Activité partielle : la chasse aux fraudes

Martine Riou, avocate associée Coblence avocats
Les contrôles qui sont menés peuvent conduire à des sanctions sévères et dissuasives en cas de fraude avérée

Plus de 1.010.000 demandes d’indemnisation d’activité partielle ont été déposées au 1er juin 2020, 886.000 entreprises et environ 7.000.000 de salariés concernés. Coût pour l’Etat ? Fin juin, le chiffre avancé est de 25 milliards d’euros. Madame Murielle Pénicaud annonçait le 7 avril 2020, « si nous avons fait le choix de la confiance a priori, nous mettrons en place des contrôles a posteriori » A ce jour, plus de 12.000 contrôles sont en cours sur un objectif de 50.000, 850 suspicions de fraude, et 4 procédures engagées par l’Etat pour escroquerie.

Le gouvernement a préparé ces contrôles. 

Dans l’instruction ministérielle du 5 mai 2020 et le Plan de contrôle du 14 mai, il est question de «l’ambition marquée, face à l’ampleur des sommes engagées, de contrôler un nombre important d’établissements et de pouvoir cibler l’ensemble des employeurs ayant recours à l’activité partielle, malgré la complexité de certains contrôles à réaliser. »
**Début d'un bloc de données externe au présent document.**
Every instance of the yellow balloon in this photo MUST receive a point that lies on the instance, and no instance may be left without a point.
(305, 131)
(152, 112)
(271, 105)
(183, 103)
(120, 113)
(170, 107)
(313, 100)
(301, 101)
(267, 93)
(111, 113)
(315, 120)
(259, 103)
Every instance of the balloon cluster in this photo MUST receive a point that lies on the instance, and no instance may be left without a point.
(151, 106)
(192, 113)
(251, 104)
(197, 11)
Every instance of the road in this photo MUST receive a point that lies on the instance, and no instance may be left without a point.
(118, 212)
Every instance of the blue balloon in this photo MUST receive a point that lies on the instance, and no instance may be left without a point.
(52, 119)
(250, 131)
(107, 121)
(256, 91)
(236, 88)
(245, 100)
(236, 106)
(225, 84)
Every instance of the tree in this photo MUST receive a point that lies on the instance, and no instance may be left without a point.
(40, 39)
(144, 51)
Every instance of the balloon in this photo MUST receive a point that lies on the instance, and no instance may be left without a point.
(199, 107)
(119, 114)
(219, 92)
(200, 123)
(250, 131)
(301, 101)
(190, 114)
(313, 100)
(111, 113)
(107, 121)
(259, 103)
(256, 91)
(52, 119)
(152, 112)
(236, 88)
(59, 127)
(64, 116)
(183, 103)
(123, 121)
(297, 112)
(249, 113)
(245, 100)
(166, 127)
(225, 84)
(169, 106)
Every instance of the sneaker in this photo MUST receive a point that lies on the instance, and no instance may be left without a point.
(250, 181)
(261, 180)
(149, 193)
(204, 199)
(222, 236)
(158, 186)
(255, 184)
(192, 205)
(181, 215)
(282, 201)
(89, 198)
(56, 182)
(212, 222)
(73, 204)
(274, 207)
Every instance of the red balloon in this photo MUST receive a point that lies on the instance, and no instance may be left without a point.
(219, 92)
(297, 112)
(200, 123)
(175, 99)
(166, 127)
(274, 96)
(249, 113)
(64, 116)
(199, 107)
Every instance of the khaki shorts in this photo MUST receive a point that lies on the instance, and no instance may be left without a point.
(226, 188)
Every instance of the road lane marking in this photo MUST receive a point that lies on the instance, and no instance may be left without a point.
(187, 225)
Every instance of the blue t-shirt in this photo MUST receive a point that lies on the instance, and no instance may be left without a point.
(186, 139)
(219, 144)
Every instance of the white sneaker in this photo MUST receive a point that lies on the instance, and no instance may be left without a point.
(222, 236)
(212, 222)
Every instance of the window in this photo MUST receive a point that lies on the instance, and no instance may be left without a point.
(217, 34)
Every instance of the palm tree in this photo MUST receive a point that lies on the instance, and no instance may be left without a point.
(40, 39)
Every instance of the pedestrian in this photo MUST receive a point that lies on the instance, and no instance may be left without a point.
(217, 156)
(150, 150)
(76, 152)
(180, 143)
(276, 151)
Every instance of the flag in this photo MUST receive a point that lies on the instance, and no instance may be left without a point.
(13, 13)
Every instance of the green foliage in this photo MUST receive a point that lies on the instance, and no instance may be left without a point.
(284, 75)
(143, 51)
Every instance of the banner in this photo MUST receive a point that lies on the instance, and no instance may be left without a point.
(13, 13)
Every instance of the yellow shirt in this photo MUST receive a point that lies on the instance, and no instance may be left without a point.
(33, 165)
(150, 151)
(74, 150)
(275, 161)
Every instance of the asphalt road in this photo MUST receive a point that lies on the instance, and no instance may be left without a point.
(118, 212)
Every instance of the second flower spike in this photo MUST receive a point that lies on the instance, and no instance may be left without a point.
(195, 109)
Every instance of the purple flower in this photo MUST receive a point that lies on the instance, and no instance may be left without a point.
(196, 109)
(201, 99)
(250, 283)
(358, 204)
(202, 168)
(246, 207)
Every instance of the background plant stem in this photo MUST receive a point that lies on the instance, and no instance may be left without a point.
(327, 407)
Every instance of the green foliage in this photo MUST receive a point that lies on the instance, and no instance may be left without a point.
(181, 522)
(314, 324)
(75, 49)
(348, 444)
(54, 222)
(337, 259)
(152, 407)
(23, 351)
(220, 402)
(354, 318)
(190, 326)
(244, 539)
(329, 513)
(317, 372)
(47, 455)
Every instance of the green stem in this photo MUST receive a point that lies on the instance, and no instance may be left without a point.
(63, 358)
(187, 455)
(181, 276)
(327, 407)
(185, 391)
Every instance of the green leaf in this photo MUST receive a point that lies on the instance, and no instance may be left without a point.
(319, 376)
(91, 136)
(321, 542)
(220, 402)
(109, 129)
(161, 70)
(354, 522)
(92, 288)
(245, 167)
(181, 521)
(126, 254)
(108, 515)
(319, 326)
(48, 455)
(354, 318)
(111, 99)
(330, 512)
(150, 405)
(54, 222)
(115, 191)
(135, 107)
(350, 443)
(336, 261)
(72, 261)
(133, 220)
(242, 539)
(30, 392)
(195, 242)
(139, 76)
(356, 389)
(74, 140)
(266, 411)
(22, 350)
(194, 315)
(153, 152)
Voici venu le temps des contrôles et la chasse aux fraudes.

En pratique, les DIRECCTE sont chargées d’organiser ces contrôles, aidées par les inspecteurs du travail, les URSAFF, voire par la police. Toutes les entreprises ayant eu recours à l’activité partielle sont concernées même si compte tenu de la masse de contrôles à réaliser, les DIRECCTE doivent cibler certains employeurs dans un souci « d’être efficient, et de toujours mettre en perspective les moyens engagés et les suites attendues du contrôle. » La cible principale : les entreprises « consommateurs » d’activité partielle, ayant présenté des demandes d’indemnisation sur la base de taux horaire élevés et dont l’effectif est composé d’une majorité de cadres dont l’activité est susceptible d’être exercée en télétravail. Les contrôles sur dénonciation sont aussi envisagés et doivent être traités en priorité (selon le Ministère du travail, 400 contrôles ont été déclenchés à la suite de signalements d’organisations syndicales ou de salariés). Les contrôles s’effectuent soit sur pièces, à partir de croisements de données et /ou dans l’entreprise : entretiens avec l’employeur, les représentants du personnel et les salariés ; Vérification des heures et durées de connexion, consultation des mails envoyés par les salariés pendant la période déclarée en activité partielle. 

La principale fraude consiste à déclarer le salarié en activité partielle, d’en solliciter le remboursement auprès de l’Etat et dans le même temps demander au salarié de travailler ; Dit autrement, la fraude consiste à faire supporter par l’Etat un salaire qui aurait dû être supporté par l’employeur.

Mais d’autres fraudes ont été identifiées :

- Déclarer un salarié fictif ou embaucher un salarié et le placer immédiatement en activité partielle, puis mettre fin au contrat avant sa période d’essai.

- Déclarer des taux horaires supérieurs aux taux réels

- Déclarer un salarié en activité partielle alors qu’il est en congés ou en arrêt maladie.

- Placer les salariés en activité partielle et utiliser la sous-traitance ou l’intérim pour effectuer le travail des salariés.

 

Rembourser spontanément

En cas de fraude avérée, l’employeur devra rembourser les sommes indûment perçues ; C’est l’objectif principal du plan de contrôle sachant que le Ministère a clairement encouragé les entreprises à rembourser spontanément les sommes indûment perçues avant même tout contrôle. Car les sanctions envisagées sont sévères et dissuasives : 2 ans d’emprisonnement et une amende de 30.000 euros. (441-6 du code pénal). Les infractions d’escroquerie et/ou de travail illégal (articles L 5124-1 et L8211-1 du code du travail) sont également envisagées. Est également prévu l’exclusion pour une période maximale de 5 ans de l’accès à certaines aides publiques, dont l’aide demandée au titre de l’activité partielle. En conclusion, si l’Etat s’est montré généreux, il entend bien contrôler l’usage des fonds publics ainsi dépensés.